Edit for some reason now ati tool doesn't find any artifacts with the new method and its been scanning for 4 minutes, before after 30 sec it would can so much that the whole screen was yellow


----------



## djbbenn (Aug 31, 2005)

Go to settings/temperature monitoring and check the measure card temp. Your card has to support it though, it needs to have the LM63 chip. If your card is the XT pcb it will have it, I don't know if the 9800pro 128 have the same pcb.
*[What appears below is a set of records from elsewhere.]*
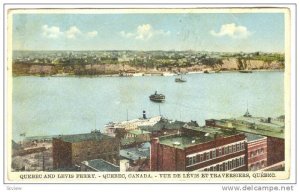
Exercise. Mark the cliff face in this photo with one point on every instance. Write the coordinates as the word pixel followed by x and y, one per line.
pixel 233 64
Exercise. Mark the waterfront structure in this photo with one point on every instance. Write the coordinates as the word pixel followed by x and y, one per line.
pixel 271 128
pixel 200 149
pixel 70 150
pixel 113 128
pixel 138 158
pixel 138 135
pixel 257 151
pixel 166 127
pixel 98 165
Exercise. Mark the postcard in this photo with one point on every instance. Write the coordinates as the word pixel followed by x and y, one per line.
pixel 148 95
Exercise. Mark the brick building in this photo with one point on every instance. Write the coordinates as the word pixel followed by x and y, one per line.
pixel 257 151
pixel 199 149
pixel 272 129
pixel 70 150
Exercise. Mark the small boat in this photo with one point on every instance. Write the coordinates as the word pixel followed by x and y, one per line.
pixel 157 97
pixel 180 80
pixel 245 71
pixel 218 71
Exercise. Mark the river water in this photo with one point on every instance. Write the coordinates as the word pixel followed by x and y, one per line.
pixel 67 105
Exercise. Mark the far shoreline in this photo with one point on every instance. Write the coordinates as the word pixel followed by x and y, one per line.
pixel 148 74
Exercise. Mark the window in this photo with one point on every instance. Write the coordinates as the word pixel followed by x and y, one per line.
pixel 234 163
pixel 207 155
pixel 242 146
pixel 238 146
pixel 230 165
pixel 221 167
pixel 201 157
pixel 263 164
pixel 215 168
pixel 226 150
pixel 213 154
pixel 193 159
pixel 220 151
pixel 234 148
pixel 237 162
pixel 242 160
pixel 198 158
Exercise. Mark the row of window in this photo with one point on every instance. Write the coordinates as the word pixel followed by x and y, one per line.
pixel 197 158
pixel 257 166
pixel 228 165
pixel 257 152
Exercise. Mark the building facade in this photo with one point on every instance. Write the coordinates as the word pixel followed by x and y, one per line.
pixel 199 149
pixel 257 151
pixel 272 129
pixel 70 150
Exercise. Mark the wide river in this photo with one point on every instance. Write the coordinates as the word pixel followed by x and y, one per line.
pixel 67 105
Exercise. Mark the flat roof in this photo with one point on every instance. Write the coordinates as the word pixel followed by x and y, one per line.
pixel 135 153
pixel 206 134
pixel 138 132
pixel 84 137
pixel 258 126
pixel 101 165
pixel 253 137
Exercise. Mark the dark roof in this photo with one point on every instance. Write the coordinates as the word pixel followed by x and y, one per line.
pixel 167 124
pixel 84 137
pixel 205 134
pixel 135 153
pixel 101 165
pixel 253 137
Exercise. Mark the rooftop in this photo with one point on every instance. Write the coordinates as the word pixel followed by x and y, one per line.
pixel 96 136
pixel 167 124
pixel 253 137
pixel 138 132
pixel 258 125
pixel 101 165
pixel 206 134
pixel 135 153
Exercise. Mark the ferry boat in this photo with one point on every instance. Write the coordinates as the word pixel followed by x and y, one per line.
pixel 157 97
pixel 180 80
pixel 245 71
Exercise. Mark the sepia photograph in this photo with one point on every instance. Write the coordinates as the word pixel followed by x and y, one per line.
pixel 151 95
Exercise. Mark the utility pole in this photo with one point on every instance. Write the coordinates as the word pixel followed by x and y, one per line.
pixel 159 109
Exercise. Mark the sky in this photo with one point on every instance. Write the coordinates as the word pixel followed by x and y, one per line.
pixel 220 32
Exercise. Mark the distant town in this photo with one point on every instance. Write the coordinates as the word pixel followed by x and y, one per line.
pixel 245 143
pixel 139 63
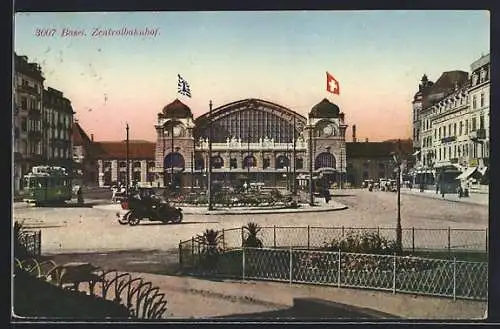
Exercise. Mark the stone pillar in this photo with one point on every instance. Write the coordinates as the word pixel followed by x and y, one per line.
pixel 114 170
pixel 100 173
pixel 144 171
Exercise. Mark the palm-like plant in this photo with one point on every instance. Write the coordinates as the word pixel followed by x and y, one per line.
pixel 20 251
pixel 252 240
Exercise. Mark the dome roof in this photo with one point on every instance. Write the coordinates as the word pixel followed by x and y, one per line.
pixel 324 109
pixel 177 110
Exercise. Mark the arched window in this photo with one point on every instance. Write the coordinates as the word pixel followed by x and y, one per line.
pixel 299 163
pixel 217 162
pixel 325 160
pixel 249 161
pixel 174 160
pixel 199 162
pixel 282 162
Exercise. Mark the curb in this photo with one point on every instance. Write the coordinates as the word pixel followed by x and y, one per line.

So if you enable it in Atitool, but get no reading chances are you don't have the chip.

-Dan


----------



## suki243 (Aug 31, 2005)

djbbenn i apreciate your quick replies, i went to the documentation and it showed the temp in the .25 beta version so im downloading that now, before i was running off of .24


----------



## djbbenn (Aug 31, 2005)

They both have support for temp monitoring, it just has to be enabled, if you get a reading post so I can take a look. 

-Dan


----------



## suki243 (Aug 31, 2005)

djbbenn i looked in that area and i cannot find it in the pull down options i must go and will be back tommorow sry for short notice i will try and post a picture


----------



## djbbenn (Aug 31, 2005)

No problem, heres a pic of what the settings look like.

-Dan


----------



## suki243 (Sep 1, 2005)

Sry, my card doesn't seem to have that feature i search and searched in that bar there is no Temperature moniter =(


----------